Investigation of goods to be imported by foreign governments: evaluations of goods prices were sent to foreign governments for their determination of tariff and customs formalities that would apply to their import.
Examining the quality of the potential Thai manufacturers: reports were sent to offshore customers so that they could decide whether to hire such Thai manufacturers to produce goods.
Laboratory tests of goods samples: reports were sent to the offshore customers.
At the original trial, everyone expected the company to win its argument for zero VAT, since the services outlined above differed from quality-control services on the export of goods. The Revenue Department has always contended that the results of quality-control services are utilised in Thailand by either requiring the sellers in Thailand to amend defects found, or authorising them to export the goods if acceptable. In such a case, 7% VAT would apply.

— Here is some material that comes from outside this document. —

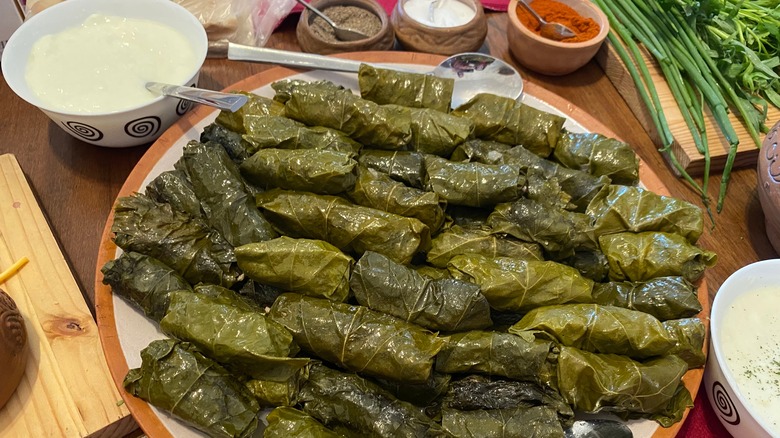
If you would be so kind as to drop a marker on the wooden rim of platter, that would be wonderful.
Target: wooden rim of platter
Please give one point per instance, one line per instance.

Also, the department itself has acknowledged on occasion that, if a research, investigation or analysis report was sent directly to an offshore customer without being used by a Thai seller, the services qualified as having been exported.
To the taxpayers' horror, the Supreme Court ruled that none of the above services qualified for the zero rate. "The services for investigation, testing of goods, including the examination regarding the qualification of Thai manufacturers, were performed in Thailand. Thus, the services were deemed supplied in Thailand," it said.
The court treated the utilisation of the reports by customers outside Thailand as a separate event that took place after the completion of the services. "The result of the investigation might eventually be utilised for purchases, price negotiations, hiring of manufacturers, export and analysis of samples of the goods in Thailand," it said. "These could not be qualified as 'the result of services entirely utilised outside Thailand' as required under the D-G Notification [at the time]."
In an attempt to correct its mistake and achieve fairness, the Revenue Department voluntarily modified the Notification soon after the court decision, to allow zero-rated VAT to apply at least to the portion of work that was utilised outside Thailand.
Nevertheless, doubts persist as to how service providers can make use of the modified Notification. If the same situation arose again, how could a service be treated as partially utilised outside Thailand, if such utilisation would be considered a separate event taking place after the completion of the services as the Supreme Court has ruled? Isn't the new version of the Notification useless?
The recent revenue ruling is an indication that this concern is real. It arose from a case in which a company rendered three types of services to a hirer in the Netherlands.
Material development: the company procured samples of raw materials used by shortlisted manufacturers in Thailand, and sent them to the hirer so that it could decide whether to enter into business with such manufacturers.
Product development: the company asked manufacturers in Thailand to produce prototypes and sent them to the hirer to decide if it should engage them.
Costing: the company researched and analysed the manufacturing costs and sent the report to the hirer.
The company claimed it was not involved in the hirer's decision-making process. However, the Revenue Department advised that all of the above activities were not qualified as an export of services, and thus were subject to 7% VAT.
This revenue ruling is an indication that the department has never made a real attempt to analyse whether any portion of work should be considered as utilised outside Thailand and qualified for zero-rated VAT.
It seems most tax officials assume that the Supreme Court judgement overrules the Notification where it applies to the portion of services that could otherwise have been treated as exported. The utilisation offshore of raw materials or prototypes was ignored, as was the report, because they constituted separate events from the moment the services were performed.
This flip-flop by tax officials, relying too much on the Notification and apportioning a part of the services utilised outside Thailand for zero-rated VAT, could expose a service provider to a tax dispute. For now, talk of Thailand becoming a leading export market for services should be put on hold. Perhaps there is a need for another court case to resolve the confusion.